Viscous Plateaus
Soft modularity, personal workshop
Even if I spent the last few years in the VFX industry, I’ve somehow managed to recover my passion for design and architecture. Two months ago, I started with an intense personal workshop. The goal was to learn as much as possible about Houdini and its procedural workflows (mainly SOPs and VEX).
To be honest, at the beginning there wasn’t any clear idea of the final product, however, this little anxiety was slowly vanishing with every small step I made. I have discovered a lot of design possibilities and gained freedom when it comes to searching for desired shapes. Behind almost everything, there is a process that is composed of simple design steps – from points and lines to surfaces and volumes. Houdini can handle this logic very well.
What we are looking at, is a mixture of these processes, blending together different approaches. Some of them engage reference points which disturb new or alter existing geometry attributes. The result has some architectural properties such as volumes and surface diversity. I was able to work with it later on (for example the space station section image where you can see splitting, inflating or surface blistering)

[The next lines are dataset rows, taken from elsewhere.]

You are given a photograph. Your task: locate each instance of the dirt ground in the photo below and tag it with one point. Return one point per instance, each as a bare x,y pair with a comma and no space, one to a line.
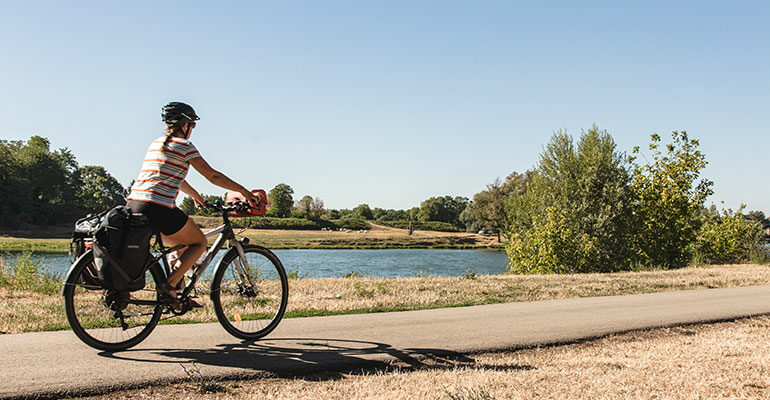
708,361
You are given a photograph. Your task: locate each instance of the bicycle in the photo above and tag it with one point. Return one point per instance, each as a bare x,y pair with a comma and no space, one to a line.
249,291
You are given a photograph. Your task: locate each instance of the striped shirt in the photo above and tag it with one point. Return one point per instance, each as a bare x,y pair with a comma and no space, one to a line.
163,170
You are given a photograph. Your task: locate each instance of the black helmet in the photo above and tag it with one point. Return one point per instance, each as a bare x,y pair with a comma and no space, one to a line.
176,112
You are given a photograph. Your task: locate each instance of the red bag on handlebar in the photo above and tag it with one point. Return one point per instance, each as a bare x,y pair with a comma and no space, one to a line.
258,209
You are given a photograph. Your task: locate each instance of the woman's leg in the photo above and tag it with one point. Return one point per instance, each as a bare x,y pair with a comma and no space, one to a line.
196,242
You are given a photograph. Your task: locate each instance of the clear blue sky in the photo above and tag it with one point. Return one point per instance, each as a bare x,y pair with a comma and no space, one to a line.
389,103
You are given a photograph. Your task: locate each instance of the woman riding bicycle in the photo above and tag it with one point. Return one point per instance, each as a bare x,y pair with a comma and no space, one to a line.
161,178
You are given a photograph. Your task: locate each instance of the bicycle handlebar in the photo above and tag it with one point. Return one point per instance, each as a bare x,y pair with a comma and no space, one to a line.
238,206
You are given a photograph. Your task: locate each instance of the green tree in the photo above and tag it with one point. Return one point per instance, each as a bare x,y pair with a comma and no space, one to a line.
39,185
574,213
99,190
317,207
304,206
668,197
281,201
443,209
729,238
487,210
363,211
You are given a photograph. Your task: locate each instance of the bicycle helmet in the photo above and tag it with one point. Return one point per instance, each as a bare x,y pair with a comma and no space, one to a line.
176,112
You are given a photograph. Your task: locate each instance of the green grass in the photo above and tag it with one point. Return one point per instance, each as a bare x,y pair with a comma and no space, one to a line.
29,274
54,246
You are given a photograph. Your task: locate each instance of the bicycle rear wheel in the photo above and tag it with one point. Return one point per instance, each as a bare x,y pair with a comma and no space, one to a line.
106,319
250,308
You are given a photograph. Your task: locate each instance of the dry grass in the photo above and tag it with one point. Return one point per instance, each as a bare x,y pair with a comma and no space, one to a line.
377,236
725,360
22,311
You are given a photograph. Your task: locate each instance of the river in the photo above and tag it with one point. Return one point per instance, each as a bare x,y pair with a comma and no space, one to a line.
388,263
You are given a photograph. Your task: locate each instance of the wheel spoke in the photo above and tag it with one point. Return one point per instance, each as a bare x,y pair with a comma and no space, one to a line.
245,310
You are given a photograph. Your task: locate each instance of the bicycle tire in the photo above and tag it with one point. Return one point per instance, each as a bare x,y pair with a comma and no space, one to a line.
92,320
250,315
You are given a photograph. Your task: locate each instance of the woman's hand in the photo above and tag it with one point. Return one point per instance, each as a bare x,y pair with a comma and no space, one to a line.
200,202
251,197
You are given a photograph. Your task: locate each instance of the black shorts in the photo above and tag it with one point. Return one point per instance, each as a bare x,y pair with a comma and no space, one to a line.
168,220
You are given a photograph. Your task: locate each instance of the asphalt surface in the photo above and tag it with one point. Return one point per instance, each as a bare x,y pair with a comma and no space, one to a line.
51,363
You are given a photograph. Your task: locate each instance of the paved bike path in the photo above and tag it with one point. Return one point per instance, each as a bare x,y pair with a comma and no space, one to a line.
57,362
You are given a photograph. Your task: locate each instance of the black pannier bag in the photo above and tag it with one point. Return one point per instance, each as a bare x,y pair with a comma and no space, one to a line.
122,249
82,235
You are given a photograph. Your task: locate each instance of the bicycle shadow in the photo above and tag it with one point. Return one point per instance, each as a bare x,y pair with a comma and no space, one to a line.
311,358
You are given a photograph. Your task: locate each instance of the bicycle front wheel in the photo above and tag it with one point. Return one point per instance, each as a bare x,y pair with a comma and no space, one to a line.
250,294
106,319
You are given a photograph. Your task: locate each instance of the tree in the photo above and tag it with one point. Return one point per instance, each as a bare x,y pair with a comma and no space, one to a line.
38,185
487,210
730,237
304,205
281,200
575,212
99,190
668,197
317,207
363,211
443,209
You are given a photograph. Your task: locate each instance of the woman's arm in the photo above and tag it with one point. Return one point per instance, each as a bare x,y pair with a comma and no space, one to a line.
219,178
190,191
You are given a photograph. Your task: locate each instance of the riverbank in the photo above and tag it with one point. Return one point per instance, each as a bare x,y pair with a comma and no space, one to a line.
377,237
31,310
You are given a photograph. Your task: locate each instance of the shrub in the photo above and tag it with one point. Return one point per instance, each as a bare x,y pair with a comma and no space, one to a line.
668,198
729,238
575,211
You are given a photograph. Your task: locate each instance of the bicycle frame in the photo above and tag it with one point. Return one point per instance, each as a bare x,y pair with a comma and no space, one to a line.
226,234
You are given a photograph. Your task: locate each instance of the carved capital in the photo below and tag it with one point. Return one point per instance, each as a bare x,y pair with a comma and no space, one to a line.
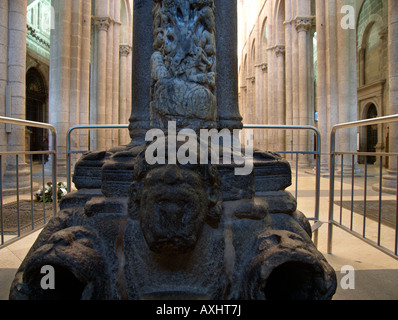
102,23
124,50
303,24
280,50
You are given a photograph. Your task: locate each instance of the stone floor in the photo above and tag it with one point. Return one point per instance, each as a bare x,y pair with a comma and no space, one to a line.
376,273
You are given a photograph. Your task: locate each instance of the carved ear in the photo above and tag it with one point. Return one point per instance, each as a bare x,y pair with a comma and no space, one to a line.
214,206
134,201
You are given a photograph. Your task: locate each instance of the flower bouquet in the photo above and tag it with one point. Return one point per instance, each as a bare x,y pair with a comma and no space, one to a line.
46,194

I would like to share some Houdini scripts I’ve done during this little workshop. It is a mixture of my own codes and those, I borrowed from various tutorials, mostly by
Digital assets are available at Orobolt.com. After downloading and installation, it will be probably locked. Right-click a node and select “Allow editing of contents“.
- single point attractor
- multiple points attractors
- point projector
- connections
- sinus waves
One last tip for those, who would like to understand programming basics. Go and check “Coding train”, a YouTube channel by Daniel Shiffman. Especially his tutorials for Processing. You will get an amazing series of lectures on programming in Java, which is fairly similar to VEX.